The last few days have been quite sunny but there has been a fair old wind blowing about and this has brought a chill with it that the warmth of the Spring sun hasn’t managed to banish completely. As if this wasn’t bad enough, the night time temperatures have dipped a bit too close to freezing for my liking and we have had some very harsh frosts in recent weeks and so it was with no small amount of trepidation, that I took the decision to move the seedlings into the greenhouse. I couldn’t delay any longer – I needed the windowsill space for more seeds.
So, as per my original ‘A List for the Holidays’, item 2 was “Pot on most of the seedlings and move into the greenhouse” but the more I thought about it, the more concerned I became that potting the vulnerable seedlings on and then immediately moving them out of the warmth and comfort of the house into the colder greenhouse, could prove seriously detrimental to their wellbeing. It would be far safer, I decided, to let them have a couple of days to acclimatise to their changed environment from the safety of their seed trays, before potting them on. For the last couple of days they have spent their days enjoying the warmth and light of the greenhouse but have been tucked up under a layer of fleece over night and they all seemed to be thriving.
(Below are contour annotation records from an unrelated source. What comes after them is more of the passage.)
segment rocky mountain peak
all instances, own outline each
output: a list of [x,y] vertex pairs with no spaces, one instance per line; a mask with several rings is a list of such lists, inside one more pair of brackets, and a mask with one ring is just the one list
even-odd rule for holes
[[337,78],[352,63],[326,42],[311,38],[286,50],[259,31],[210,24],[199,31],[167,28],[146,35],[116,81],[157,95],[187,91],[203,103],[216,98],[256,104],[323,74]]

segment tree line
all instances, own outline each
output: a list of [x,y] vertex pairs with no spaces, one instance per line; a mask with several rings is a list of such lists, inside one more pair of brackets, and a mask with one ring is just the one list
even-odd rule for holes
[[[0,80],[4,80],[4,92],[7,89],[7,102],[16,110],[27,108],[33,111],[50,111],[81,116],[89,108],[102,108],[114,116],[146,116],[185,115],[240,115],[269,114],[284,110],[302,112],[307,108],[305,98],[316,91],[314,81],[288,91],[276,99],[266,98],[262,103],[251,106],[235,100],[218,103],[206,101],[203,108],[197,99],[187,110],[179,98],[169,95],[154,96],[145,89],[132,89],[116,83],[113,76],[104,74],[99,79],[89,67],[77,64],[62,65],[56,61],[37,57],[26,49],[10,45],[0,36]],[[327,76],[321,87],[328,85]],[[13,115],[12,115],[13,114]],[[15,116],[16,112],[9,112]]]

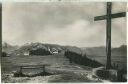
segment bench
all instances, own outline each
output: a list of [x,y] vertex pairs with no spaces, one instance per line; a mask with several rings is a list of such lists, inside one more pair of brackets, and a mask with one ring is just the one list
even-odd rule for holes
[[42,65],[21,65],[21,66],[18,66],[18,67],[20,67],[19,72],[22,73],[22,70],[23,69],[42,69],[43,72],[46,72],[46,69],[45,69],[46,66],[50,66],[50,65],[49,64],[42,64]]

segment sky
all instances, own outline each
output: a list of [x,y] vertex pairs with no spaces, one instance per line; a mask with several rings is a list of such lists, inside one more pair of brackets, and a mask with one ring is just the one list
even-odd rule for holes
[[[114,2],[112,13],[125,12]],[[2,9],[2,39],[12,45],[42,42],[78,47],[106,45],[106,3],[6,2]],[[112,19],[112,46],[126,44],[126,17]]]

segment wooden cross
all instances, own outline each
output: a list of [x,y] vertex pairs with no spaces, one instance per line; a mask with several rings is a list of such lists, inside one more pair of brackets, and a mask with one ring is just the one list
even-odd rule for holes
[[106,25],[106,54],[107,54],[106,69],[111,68],[111,19],[126,16],[126,12],[112,14],[111,9],[112,9],[112,2],[107,2],[107,15],[94,17],[94,21],[105,20],[105,19],[107,20],[106,21],[107,24]]

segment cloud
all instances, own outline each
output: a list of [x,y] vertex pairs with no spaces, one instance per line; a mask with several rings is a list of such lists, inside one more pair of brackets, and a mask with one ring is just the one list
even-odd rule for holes
[[[106,21],[94,21],[106,13],[106,3],[4,3],[3,40],[75,46],[100,46],[106,41]],[[113,13],[126,3],[113,3]],[[112,46],[126,43],[126,18],[112,20]]]

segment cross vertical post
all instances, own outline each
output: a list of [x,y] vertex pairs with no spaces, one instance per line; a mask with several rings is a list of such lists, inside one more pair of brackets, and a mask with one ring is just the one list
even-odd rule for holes
[[111,8],[112,3],[107,3],[107,25],[106,25],[106,54],[107,54],[107,63],[106,69],[111,68]]
[[106,19],[106,55],[107,55],[106,69],[112,68],[111,66],[111,19],[126,16],[126,12],[112,14],[111,9],[112,9],[112,2],[107,2],[107,15],[94,17],[94,21]]

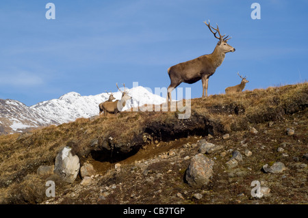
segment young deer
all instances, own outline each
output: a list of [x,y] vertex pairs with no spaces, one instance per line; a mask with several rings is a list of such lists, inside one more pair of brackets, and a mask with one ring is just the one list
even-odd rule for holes
[[230,87],[227,87],[224,90],[224,91],[226,92],[226,94],[233,94],[233,93],[236,93],[236,92],[242,92],[242,91],[245,87],[246,83],[249,83],[249,81],[247,79],[246,79],[246,78],[247,77],[245,77],[243,78],[243,77],[240,76],[238,72],[238,75],[239,75],[239,77],[242,79],[242,82],[240,83],[240,84],[238,84],[237,85],[230,86]]
[[125,107],[126,100],[131,99],[131,97],[129,96],[125,92],[125,85],[124,85],[124,92],[122,92],[118,86],[118,83],[116,83],[116,87],[118,90],[122,92],[122,98],[120,100],[116,100],[113,102],[105,102],[102,104],[102,109],[104,113],[104,115],[107,116],[107,114],[114,113],[116,114],[119,113],[122,109]]
[[[107,102],[112,102],[112,100],[116,99],[116,98],[114,97],[114,94],[112,92],[110,92],[110,94],[109,94],[109,92],[107,91],[105,91],[105,92],[107,94],[109,94],[109,99],[107,100]],[[103,104],[104,103],[105,103],[105,101],[103,103],[101,103],[101,104],[99,105],[99,115],[101,115],[101,113],[103,113]]]
[[[167,104],[169,102],[169,99],[171,102],[171,92],[181,83],[192,84],[202,79],[202,97],[204,98],[205,90],[205,96],[207,96],[209,77],[221,65],[227,53],[235,51],[235,49],[227,43],[231,38],[227,38],[229,36],[224,37],[225,34],[221,36],[218,25],[215,29],[209,25],[209,24],[206,21],[203,23],[205,23],[215,38],[218,39],[219,41],[214,51],[211,54],[200,56],[190,61],[178,64],[168,69],[168,74],[171,83],[167,90]],[[219,37],[216,36],[217,33],[219,34]]]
That said, they have now been repotted into fresh compost, oh and what a compost it is. It’s the sort of compost you put your fingers in and you can feel how gloriously good it is. The sort of compost you’ll happily play with, enjoying the feel of it running through your fingers. The sort of compost you pop your seedling/plant into and you imagine the seedling/plant relaxing ….. can almost hear the sigh as it wiggles it’s roots, in much the same way as you would sigh and wiggle your toes when you sink into a nice hot bath after a days hard graft.
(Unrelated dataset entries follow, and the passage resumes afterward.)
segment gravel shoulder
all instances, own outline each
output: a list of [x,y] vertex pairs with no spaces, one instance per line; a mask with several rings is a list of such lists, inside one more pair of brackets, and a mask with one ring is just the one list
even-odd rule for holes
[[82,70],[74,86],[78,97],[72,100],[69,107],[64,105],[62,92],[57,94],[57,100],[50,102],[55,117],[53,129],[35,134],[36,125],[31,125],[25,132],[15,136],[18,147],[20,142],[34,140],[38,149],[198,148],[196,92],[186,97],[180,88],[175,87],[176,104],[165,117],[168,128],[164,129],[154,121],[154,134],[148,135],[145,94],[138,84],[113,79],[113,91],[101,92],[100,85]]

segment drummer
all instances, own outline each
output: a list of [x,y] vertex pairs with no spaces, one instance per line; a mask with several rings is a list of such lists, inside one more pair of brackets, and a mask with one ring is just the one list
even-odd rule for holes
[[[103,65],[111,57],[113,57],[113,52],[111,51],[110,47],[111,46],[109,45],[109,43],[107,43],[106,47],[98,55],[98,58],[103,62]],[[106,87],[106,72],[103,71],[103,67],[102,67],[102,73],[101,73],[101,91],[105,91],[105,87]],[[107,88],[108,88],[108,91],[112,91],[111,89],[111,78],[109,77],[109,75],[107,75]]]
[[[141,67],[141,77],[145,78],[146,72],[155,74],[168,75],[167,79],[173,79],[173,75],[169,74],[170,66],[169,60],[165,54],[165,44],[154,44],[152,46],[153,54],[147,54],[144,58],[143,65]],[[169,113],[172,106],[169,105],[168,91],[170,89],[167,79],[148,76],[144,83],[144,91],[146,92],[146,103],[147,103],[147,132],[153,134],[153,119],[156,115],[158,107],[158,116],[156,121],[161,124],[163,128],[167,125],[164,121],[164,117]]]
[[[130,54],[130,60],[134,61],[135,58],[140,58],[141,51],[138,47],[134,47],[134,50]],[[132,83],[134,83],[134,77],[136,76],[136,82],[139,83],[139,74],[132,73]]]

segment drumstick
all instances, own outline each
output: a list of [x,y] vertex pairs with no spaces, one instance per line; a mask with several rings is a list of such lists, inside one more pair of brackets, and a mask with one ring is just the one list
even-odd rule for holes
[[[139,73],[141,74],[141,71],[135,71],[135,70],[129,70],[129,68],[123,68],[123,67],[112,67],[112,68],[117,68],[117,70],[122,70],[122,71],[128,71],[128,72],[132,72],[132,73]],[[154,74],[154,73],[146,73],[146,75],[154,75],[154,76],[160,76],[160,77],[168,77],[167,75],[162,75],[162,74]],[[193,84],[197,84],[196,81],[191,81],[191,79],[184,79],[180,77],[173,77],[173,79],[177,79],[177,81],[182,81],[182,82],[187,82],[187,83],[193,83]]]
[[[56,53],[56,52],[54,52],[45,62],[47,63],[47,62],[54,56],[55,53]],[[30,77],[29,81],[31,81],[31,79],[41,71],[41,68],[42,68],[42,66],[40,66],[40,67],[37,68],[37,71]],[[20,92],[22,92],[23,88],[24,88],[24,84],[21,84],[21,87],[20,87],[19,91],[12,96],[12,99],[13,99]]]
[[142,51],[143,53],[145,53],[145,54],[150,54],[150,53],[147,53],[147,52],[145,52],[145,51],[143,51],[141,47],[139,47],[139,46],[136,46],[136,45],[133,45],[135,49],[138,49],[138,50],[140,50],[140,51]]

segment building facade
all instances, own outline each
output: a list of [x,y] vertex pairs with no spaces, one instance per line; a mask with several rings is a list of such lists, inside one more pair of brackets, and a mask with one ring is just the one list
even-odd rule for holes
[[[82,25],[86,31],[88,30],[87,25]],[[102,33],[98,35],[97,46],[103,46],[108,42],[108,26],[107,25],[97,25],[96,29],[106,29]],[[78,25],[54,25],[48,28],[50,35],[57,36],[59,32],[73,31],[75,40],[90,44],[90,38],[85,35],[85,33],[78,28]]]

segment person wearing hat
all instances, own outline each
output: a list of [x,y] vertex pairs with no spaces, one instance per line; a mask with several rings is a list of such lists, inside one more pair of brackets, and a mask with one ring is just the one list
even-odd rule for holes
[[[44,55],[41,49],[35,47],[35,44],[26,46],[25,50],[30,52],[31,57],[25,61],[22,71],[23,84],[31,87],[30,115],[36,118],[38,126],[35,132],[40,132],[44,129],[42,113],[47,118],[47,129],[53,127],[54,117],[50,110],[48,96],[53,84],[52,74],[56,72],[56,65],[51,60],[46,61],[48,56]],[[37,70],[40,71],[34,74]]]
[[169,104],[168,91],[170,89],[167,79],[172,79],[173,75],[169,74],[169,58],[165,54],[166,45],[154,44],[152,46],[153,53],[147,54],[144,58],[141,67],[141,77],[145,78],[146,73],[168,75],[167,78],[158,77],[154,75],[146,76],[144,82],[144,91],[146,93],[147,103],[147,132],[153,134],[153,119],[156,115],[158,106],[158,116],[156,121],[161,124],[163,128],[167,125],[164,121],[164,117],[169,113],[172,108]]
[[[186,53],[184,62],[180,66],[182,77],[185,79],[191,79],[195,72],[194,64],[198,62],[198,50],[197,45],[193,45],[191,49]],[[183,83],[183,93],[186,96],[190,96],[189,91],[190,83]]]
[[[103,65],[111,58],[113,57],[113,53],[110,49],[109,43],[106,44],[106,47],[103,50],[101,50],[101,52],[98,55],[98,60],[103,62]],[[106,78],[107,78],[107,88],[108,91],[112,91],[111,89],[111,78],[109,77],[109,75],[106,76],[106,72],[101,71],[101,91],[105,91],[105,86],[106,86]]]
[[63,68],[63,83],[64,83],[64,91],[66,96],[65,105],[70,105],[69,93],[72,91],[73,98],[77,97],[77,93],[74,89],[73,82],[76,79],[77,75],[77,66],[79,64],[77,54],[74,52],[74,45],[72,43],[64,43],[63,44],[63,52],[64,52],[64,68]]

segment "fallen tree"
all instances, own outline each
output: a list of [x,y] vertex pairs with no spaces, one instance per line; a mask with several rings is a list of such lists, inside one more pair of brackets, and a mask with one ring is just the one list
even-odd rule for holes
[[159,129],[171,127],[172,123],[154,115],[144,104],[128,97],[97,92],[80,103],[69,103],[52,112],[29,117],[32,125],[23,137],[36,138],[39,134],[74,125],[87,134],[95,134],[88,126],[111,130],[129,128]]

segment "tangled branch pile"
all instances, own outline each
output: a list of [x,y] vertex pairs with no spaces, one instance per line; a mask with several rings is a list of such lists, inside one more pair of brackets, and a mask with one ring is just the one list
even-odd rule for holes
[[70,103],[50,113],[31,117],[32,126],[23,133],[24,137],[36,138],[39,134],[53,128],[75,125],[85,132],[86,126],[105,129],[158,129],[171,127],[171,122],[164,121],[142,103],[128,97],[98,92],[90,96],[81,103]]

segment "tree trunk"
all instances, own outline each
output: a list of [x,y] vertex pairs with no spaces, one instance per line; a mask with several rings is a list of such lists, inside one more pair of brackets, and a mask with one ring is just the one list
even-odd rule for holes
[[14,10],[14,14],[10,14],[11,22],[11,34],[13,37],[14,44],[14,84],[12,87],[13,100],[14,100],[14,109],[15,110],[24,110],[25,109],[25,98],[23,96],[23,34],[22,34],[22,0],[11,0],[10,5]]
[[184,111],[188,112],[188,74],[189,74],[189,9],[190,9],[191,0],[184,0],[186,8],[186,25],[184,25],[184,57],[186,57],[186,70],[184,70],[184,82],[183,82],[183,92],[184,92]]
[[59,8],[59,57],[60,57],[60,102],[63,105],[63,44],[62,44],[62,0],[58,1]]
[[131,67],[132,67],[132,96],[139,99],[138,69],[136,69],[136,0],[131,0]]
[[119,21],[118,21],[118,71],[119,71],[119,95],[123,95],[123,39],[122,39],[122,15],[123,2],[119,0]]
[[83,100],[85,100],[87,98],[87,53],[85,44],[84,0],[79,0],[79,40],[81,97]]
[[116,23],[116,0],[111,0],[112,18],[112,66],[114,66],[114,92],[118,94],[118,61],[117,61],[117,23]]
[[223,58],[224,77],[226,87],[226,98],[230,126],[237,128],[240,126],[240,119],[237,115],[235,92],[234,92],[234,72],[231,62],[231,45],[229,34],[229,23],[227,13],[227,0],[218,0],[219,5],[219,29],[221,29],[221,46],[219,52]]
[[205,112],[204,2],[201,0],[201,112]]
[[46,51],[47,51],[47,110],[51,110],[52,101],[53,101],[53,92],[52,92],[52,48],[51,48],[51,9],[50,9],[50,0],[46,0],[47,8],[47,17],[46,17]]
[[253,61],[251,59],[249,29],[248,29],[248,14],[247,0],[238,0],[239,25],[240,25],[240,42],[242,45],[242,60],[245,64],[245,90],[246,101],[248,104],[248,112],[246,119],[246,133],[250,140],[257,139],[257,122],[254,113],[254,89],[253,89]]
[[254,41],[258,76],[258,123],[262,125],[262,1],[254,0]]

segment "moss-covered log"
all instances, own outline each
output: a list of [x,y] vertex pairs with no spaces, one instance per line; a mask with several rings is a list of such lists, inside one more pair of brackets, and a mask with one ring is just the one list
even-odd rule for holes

For years I have, for the most part, used Erin Multi-purpose Compost because it’s one that we’ve used and had success with time and time again, but also because the local garden centre usually has a really good ‘4 for £10′ deal ($13.05 US or $19.41NZ). However, I was in town the other day and popped into one my favourite shops looking for elastic for Little Mudlets’ new top which I had almost finished. The shop in question is one of those general kind that does a bit of this and a bit of that, not a supermarket but a handy shop that often has just the item you were looking for and is always worth paying a visit too – just on the off chance – if you really don’t want to head into one of the larger towns. Anyway, as I walked into the shop, my eye was caught by a gardening display and more specifically a seaweed based compost which was reasonably priced at £2.99 for 40 ltrs ($3.90US or $5.80NZ).
Knowing that I had the seedlings to pot on and not at all convinced that, after a winter outside, the bag of Erin I had left from last year would be as potent as it was when I bought it, I decided to take a chance on the seaweed compost and I’m glad that I have. Obviously time will tell if this compost is as good as it feels but I will be getting some more because it felt good, much finer than the usual peat based stuff. As it happens I ran out of seaweed compost with four Savoy Cabbages left to pot on and they went in to one large pot filled with some of the left over Erin, so I should be able to do a direct comparison with the other Savoys.
My last job for today was tucking the seedlings back under their fleece and it’s just as well with the temperature outside plummeting towards zero..…. I reckon there will be a frost tonight.